This week, we are publishing the work of all the winners and runners-up in the high school and middle school categories of our Seventh Annual Student Editorial Contest. You can find them all in this column.
“How Animal Crossing Will Save Gen Z”
By Ananya Udaygiri, age 15, Shadow Creek High School, Pearland, Tex.
Generation Z was born in the aftermath of 9/11, molded by the economic recession of 2008, and polished off by the coronavirus, the worst pandemic in a century. And that doesn’t even include the mounting crisis of climate change. Or the growing nationalism. Or the gun violence epidemic. Gen Z’s childhood is rooted in issues that would be unrecognizable only a decade prior. We are no strangers to a fight. So what drew us to a Japanese video game about living in a village with anthropomorphic animal neighbors? Like moths to a flame, or perhaps more appropriately, like children to their first love, Animal Crossing has captured the young teenage heart.
Animal Crossing is a video game made by Nintendo in the early 2000s. The game’s iterations and evolutions have mirrored our developments throughout grade school, and now, when the curtains of our childhood begin to close, Animal Crossing’s masterpiece has taken the stage. Animal Crossing: New Horizons, the latest version of the game, is now a staple of Generation Z’s culture. The characters in the game connected with my generation at a level never seen before. Yet in Animal Crossing, the characters live virtually unrecognizable lives.

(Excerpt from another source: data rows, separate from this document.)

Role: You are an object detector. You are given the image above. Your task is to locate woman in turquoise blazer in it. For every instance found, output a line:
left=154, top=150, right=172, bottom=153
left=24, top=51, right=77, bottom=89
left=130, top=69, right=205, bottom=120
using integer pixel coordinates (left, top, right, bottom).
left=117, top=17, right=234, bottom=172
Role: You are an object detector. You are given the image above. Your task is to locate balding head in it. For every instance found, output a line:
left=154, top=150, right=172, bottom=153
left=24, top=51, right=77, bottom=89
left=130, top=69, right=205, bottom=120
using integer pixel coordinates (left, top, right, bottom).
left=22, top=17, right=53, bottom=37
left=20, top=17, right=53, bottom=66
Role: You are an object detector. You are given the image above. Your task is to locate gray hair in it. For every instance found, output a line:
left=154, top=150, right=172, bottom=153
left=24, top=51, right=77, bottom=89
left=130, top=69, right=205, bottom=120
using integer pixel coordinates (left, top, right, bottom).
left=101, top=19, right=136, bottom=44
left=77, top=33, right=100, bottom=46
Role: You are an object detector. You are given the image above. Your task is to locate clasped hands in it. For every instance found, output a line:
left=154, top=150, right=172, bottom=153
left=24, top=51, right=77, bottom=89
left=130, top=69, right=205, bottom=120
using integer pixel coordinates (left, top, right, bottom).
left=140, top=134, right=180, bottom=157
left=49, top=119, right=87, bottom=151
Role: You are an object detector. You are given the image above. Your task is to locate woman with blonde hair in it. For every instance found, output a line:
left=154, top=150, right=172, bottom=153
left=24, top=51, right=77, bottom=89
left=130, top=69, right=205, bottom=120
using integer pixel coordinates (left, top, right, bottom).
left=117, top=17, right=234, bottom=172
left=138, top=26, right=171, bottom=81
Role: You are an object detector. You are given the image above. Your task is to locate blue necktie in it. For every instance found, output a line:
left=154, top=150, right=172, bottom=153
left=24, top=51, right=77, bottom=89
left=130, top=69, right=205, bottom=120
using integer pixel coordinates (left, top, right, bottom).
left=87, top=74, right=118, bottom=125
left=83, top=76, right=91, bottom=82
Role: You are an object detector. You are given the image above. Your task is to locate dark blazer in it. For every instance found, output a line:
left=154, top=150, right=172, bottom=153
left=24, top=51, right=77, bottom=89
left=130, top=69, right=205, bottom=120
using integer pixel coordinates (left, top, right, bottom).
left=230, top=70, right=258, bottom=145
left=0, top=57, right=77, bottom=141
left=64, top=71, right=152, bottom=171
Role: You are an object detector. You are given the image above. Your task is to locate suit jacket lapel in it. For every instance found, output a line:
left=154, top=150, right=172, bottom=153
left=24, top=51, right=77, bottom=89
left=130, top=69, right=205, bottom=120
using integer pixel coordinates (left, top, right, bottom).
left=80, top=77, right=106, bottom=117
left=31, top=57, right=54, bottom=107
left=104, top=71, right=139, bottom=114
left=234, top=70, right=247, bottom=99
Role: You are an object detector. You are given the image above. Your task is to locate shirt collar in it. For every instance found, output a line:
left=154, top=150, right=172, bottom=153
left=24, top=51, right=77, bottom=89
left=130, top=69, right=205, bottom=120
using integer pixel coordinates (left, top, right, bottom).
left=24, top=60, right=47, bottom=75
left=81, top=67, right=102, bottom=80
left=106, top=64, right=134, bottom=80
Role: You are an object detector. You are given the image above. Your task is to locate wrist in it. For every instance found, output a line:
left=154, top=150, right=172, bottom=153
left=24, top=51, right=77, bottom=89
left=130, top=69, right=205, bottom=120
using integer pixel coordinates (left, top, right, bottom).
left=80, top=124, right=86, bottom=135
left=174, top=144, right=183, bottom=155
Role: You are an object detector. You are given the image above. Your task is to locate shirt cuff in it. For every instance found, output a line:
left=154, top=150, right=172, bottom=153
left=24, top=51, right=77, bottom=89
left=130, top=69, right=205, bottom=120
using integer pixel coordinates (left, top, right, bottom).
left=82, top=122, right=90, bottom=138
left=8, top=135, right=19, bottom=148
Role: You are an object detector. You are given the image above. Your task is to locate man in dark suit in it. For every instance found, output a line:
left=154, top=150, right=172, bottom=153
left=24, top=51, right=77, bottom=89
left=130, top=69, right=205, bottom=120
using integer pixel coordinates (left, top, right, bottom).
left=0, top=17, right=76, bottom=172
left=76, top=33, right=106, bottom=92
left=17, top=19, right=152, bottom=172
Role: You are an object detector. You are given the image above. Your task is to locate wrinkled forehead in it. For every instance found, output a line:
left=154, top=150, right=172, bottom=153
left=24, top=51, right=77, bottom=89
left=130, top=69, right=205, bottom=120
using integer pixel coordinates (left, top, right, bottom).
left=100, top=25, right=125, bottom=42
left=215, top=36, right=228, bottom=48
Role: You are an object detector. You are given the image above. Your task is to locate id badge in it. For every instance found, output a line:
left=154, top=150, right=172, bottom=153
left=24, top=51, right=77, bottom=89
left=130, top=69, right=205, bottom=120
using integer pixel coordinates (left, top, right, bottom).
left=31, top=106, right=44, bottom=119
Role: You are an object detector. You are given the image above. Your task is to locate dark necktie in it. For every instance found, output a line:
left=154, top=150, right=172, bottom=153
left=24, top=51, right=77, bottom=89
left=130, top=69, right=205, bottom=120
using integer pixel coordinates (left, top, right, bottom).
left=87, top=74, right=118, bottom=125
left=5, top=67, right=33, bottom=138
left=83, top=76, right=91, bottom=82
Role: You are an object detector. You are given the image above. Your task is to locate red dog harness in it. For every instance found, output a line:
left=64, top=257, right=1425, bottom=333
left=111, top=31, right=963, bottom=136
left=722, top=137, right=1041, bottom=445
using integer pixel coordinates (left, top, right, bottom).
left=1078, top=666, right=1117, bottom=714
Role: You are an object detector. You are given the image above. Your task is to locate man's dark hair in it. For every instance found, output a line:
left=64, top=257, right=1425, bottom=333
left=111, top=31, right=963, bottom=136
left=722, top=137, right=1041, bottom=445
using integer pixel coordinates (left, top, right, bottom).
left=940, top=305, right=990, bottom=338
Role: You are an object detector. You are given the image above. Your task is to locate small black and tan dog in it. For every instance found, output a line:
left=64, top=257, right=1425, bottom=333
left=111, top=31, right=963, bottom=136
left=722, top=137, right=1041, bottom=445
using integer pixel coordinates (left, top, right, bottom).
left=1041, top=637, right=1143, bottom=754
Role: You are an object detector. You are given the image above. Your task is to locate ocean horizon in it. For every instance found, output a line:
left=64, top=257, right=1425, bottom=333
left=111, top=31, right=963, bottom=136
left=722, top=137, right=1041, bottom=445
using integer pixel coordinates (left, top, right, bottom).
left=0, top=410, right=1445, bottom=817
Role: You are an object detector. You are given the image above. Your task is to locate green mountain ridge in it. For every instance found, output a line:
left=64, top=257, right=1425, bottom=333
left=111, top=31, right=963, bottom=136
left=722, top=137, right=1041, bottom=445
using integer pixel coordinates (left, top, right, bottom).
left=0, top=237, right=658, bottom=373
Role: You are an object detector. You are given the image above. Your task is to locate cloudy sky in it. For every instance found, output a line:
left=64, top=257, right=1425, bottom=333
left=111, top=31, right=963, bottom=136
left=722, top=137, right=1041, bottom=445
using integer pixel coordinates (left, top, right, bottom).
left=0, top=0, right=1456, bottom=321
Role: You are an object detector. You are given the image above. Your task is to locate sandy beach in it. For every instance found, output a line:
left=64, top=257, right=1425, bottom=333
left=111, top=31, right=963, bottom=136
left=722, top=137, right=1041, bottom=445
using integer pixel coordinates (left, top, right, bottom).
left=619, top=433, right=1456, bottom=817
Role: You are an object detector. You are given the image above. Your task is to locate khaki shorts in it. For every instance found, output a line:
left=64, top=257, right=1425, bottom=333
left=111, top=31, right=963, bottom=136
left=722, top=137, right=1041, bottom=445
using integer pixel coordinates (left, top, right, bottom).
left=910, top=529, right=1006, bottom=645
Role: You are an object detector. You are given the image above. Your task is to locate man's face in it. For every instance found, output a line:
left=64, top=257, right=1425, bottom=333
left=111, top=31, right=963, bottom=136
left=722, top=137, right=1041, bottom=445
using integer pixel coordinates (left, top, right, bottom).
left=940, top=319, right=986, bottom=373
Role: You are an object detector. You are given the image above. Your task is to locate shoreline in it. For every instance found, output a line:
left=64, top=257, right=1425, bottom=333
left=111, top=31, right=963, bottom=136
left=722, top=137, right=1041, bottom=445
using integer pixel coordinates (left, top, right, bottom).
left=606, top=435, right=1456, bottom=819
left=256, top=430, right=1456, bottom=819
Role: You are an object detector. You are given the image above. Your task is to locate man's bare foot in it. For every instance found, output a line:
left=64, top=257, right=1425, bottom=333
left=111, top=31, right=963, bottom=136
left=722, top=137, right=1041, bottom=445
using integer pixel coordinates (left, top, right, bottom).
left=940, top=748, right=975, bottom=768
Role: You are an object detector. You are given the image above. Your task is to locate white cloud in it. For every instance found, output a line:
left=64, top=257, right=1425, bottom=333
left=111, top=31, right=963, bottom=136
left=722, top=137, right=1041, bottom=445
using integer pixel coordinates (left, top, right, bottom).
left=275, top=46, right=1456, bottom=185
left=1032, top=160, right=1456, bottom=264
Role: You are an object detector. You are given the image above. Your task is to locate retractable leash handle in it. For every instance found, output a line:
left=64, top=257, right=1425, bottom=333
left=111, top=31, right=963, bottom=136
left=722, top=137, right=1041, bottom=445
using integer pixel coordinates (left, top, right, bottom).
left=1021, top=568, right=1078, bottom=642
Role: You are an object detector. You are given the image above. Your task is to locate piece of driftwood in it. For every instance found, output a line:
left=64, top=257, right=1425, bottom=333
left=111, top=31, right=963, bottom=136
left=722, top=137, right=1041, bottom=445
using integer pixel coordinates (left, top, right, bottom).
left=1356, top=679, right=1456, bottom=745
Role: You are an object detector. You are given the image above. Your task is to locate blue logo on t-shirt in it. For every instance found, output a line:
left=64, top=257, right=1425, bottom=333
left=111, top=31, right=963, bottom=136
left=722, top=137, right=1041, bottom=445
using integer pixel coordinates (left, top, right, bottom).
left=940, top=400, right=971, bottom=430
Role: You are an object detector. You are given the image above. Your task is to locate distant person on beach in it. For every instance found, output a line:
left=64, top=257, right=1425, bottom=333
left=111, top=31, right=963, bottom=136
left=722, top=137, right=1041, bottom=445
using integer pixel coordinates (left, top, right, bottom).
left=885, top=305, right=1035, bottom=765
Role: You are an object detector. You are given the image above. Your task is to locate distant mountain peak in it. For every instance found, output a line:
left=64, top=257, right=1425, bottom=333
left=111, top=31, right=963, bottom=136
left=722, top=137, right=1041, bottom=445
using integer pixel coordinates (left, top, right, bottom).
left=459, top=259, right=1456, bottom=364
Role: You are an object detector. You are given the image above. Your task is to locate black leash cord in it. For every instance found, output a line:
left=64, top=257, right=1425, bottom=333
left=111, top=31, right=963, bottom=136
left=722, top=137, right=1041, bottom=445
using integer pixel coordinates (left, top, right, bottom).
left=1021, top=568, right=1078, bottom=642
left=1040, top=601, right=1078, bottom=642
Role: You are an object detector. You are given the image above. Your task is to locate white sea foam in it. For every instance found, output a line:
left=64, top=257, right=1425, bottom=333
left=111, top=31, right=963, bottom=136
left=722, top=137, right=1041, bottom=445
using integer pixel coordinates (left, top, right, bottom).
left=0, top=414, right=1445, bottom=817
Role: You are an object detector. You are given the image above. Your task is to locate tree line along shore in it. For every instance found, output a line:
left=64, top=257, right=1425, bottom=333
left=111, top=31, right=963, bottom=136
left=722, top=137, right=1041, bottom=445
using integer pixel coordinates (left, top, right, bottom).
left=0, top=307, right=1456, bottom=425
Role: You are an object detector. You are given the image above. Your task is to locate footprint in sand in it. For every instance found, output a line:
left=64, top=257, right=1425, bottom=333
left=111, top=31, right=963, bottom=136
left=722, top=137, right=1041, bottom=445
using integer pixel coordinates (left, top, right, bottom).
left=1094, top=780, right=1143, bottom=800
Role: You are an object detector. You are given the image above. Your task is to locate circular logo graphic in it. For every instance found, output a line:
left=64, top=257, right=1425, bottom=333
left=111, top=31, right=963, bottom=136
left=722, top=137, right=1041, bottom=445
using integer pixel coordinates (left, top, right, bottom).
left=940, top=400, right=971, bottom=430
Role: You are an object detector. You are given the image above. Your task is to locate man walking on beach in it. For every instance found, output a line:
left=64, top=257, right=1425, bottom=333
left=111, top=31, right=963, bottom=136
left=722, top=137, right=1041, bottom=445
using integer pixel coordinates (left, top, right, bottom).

The basic premise of Animal Crossing is small-town living. Your character, a human villager, performs basic, everyday functions. You fish. You catch bugs. You grow a tree. Common themes are relaxation and simplicity. Even the soundtrack is purposely designed as a calm lullaby, which harks back to simpler times today’s teens have only dreamed of. It’s a stark contrast to the chaos of our lives. In a New York Times article focusing on Animal Crossing in the age of coronavirus, the author described how Animal Crossing was a “miniature escape” for those isolated by the pandemic. He labeled it as a “balm” for the “rushing tonnage of real-world news.” While that is certainly true, for Generation Z it encompasses all that and more. The characters in the game don’t have to worry about school shootings, arbitrary college admissions or the rapidly deteriorating environment. They simply… live. For a generation that has been denied safety, a voice, and now, as the final blow, the coming-of-age traditions of prom and graduation, Animal Crossing represents a Gen Z vision for better times.
There are those who seek to diminish my generation’s concerns. They cite the suffering of others and admonish us for our presumptuousness. But sadness is never relative to others. Our generation’s troubles are valid and growing. Buzzfeed News so aptly describes it as a “generation free fall.” So pick up your video game console. Load in Animal Crossing. Play the game. For Generation Z, Animal Crossing is hope, and it will save us all.
Brodeur, Michael Andor. “The Animal Crossing Soundtrack Is an Unlikely Lullaby for a Nervous World.” The Washington Post, 21 April 2020.
Brooks, Ryan. “The Coronavirus Pandemic Has Put Gen Z And Young Millennials’ Lives On Hold.” Buzzfeed News, 20 April 2020.
Buchanan, Kyle. “Animal Crossing Is the Perfect Way to Spend Quarantine.” The New York Times, 31 March 2020.